歌舞伎に女性の役者が出演することを禁じられたのは、江戸時代も初期の頃からで、以来、男が女役を演じる「女形」の芸が確立されていきました。いわゆる野郎歌舞伎(やろうかぶき)です。(「女形」という言葉は、芝居で主として女役をする役者という意味と、歌舞伎の「役柄」としての「女形」という意味の両方に使いますからご注意ねがいます。)

 
 

女形
「女形」というのは、古くは「女方」と書いたのですが(語源的には、こちらの方が古いようです)、今は何故か「女形」と書くのが普通です。また、読み方も、古くは「おんながた」あるいは「おやま」と読んだのですが、今は何故か「おやま」とは言わず、もっぱら「おんながた」と読みます。
テレビの対談で、「女形」の歌舞伎役者のことを、アナウンサーが「おやま」と言ったら、役者が即座に「おんながた、です」と、少しむっとした表情で、言い返したのを見たことがあります。

 
  「女形」の演技の基礎は、初世芳沢あやめ(1673−1729)や初世瀬川菊之丞(せがわきくのじょう)(1693−1749)らが創始し、以来、代々の名優たちの工夫によって、今日の本物の女よりももっと女らしく見えるという「女形」の芸となったのです。

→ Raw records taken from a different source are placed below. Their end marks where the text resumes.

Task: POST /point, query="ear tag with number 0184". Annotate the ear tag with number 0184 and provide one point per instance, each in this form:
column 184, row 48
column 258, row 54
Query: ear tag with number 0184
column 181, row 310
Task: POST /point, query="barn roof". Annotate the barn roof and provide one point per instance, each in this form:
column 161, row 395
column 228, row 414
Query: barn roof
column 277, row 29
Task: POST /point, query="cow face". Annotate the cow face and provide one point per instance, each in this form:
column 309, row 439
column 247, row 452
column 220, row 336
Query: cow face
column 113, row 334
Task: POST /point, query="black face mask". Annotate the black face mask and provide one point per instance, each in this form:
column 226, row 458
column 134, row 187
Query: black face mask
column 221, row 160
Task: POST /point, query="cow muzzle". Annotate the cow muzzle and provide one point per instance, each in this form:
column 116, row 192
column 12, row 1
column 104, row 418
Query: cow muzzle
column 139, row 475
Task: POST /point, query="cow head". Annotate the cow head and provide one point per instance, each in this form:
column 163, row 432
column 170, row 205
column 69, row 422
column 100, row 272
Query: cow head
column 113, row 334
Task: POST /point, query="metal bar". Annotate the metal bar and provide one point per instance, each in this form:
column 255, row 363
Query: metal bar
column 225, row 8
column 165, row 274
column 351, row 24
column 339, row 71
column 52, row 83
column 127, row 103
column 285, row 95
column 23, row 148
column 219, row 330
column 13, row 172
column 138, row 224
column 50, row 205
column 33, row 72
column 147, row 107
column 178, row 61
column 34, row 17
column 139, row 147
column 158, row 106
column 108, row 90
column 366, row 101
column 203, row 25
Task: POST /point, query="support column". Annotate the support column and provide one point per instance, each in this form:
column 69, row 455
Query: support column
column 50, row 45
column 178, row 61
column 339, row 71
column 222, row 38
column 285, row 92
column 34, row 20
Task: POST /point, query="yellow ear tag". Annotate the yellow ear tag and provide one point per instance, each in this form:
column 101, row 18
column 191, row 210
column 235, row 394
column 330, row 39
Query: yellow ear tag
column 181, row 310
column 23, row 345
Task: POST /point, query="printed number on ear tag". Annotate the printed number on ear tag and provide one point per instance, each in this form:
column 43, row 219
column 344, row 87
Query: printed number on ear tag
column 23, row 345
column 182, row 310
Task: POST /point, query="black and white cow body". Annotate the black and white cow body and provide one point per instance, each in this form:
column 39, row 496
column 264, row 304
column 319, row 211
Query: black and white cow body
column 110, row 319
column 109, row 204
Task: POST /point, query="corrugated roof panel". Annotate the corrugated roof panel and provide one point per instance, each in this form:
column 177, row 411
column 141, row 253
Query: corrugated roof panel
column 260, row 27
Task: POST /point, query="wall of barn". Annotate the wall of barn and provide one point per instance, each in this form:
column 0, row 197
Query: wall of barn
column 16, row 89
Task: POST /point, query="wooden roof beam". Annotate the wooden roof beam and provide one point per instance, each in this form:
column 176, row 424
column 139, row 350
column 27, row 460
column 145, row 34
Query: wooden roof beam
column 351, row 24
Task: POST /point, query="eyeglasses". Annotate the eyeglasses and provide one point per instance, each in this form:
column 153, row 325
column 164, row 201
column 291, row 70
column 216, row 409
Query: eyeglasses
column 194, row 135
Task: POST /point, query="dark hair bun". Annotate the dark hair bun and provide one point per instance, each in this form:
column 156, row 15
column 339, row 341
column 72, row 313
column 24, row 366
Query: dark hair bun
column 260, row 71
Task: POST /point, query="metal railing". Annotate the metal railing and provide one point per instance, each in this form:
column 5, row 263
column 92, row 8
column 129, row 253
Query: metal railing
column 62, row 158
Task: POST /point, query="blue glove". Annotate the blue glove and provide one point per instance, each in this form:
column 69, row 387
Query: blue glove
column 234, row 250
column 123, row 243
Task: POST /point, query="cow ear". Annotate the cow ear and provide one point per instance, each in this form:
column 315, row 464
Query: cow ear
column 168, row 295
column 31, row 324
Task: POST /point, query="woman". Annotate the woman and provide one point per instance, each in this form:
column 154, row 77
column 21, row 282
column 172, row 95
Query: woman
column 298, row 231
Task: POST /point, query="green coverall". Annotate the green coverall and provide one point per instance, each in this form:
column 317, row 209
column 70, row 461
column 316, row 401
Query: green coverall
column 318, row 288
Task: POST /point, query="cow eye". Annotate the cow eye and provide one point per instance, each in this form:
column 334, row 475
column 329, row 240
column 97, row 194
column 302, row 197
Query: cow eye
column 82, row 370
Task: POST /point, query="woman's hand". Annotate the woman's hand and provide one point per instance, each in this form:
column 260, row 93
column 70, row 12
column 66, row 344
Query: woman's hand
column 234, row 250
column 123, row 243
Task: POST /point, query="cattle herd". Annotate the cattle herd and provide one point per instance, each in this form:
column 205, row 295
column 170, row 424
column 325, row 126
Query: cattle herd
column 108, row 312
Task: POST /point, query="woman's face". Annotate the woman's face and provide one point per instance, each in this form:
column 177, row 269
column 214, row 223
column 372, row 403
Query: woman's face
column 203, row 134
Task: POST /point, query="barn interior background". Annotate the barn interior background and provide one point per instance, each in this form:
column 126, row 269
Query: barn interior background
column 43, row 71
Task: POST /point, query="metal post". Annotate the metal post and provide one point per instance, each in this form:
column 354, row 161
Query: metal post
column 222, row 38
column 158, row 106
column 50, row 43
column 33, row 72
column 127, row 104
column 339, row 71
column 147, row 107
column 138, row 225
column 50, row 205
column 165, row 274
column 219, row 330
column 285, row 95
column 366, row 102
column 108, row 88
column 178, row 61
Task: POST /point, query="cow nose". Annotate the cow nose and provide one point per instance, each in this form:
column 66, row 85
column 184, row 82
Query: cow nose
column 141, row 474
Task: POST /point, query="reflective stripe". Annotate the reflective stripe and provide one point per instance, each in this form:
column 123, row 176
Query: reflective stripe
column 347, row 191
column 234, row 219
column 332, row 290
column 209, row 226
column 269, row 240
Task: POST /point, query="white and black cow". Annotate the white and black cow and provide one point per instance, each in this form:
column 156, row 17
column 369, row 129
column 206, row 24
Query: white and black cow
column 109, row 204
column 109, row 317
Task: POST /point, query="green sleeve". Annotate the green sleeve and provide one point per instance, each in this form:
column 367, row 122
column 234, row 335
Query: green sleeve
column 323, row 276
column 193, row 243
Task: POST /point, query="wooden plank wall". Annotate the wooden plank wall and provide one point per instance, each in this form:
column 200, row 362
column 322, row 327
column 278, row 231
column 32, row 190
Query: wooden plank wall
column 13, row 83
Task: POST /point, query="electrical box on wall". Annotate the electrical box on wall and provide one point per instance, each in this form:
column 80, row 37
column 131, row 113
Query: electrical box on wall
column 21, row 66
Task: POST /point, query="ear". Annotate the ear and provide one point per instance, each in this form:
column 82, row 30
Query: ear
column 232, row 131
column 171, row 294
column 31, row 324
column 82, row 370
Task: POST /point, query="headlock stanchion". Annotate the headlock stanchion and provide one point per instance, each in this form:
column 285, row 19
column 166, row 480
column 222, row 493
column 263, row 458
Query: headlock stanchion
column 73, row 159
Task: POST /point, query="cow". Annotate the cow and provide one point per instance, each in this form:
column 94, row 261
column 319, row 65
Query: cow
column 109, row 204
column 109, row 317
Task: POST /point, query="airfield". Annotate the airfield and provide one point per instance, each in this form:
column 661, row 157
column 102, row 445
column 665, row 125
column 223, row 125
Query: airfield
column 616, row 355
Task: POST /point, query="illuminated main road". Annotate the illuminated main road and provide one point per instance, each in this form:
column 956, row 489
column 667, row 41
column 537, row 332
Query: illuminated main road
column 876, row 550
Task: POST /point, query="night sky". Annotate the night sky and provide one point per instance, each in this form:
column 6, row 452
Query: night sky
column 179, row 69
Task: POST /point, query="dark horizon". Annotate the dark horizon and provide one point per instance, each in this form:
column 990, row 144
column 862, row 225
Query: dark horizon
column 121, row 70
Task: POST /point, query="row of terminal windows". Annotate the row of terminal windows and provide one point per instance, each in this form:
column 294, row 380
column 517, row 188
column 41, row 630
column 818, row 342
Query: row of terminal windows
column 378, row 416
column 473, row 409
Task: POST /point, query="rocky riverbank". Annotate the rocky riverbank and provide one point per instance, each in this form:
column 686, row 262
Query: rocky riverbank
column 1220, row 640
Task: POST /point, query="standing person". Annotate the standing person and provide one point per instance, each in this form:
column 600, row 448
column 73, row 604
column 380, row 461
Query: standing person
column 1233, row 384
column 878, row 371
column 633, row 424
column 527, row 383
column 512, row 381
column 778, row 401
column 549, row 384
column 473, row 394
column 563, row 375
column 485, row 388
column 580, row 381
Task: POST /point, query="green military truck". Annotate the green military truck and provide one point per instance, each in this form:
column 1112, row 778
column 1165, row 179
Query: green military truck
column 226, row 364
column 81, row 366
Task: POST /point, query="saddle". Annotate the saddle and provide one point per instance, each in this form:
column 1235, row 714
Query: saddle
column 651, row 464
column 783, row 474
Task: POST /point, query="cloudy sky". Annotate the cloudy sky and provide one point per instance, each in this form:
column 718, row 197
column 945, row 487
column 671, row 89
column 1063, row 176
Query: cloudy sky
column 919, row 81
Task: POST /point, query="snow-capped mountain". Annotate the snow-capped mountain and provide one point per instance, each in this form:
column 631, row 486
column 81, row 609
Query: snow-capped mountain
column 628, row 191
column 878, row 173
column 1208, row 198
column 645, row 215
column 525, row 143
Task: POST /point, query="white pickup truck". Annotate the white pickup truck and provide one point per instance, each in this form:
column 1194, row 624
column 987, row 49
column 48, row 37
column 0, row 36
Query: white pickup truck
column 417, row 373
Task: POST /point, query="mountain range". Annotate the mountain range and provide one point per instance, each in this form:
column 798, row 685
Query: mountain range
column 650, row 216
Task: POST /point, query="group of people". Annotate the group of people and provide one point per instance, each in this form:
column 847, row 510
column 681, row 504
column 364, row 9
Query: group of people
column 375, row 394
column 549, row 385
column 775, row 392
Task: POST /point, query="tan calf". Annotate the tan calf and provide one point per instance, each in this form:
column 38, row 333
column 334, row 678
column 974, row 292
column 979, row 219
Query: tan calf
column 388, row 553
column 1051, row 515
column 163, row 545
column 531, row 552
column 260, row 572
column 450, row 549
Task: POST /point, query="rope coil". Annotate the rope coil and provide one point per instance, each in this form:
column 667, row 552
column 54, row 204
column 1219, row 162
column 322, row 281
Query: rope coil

彼らは、日常生活をほとんど「女」として生活し、その「女」生活を続けるなかで、如何にしたら「女」らしく見えるかという工夫を重ねてきたそうです。

ある「女形」の芸談に、これから舞台でラブシーンを演じるという時に、出番の前に楽屋で手を氷水で冷やす、ということをしたという話があります。相手の、男役が「女形」の手に触れた時に、そのあまりの冷たさに、いとおしさがこみ上げてきて本物の恋人同士のように、手を固く握り締めてくれるのだそうです。

この「女形」にも色々な「役柄」があることは、既にお話しましたが、「女形」 を専門にする役者は、「悪女」と「老女」の役だけは演じないという原則があるそうです。「悪女」を演じると、(名演技をすればするほど)そのイメージが染み付いて他の役の時に観客の同情が得にくくなるし、「老女」を演じると、(やはり名演技ほど)「女形」としての人気に陰りが出ることになるからだそうです。

そうは言っても、現坂東玉三郎などは、「悪婆」の役("土手のお六"など)をよく演じますし、結構似合っているのですが、あくまで例外だということです。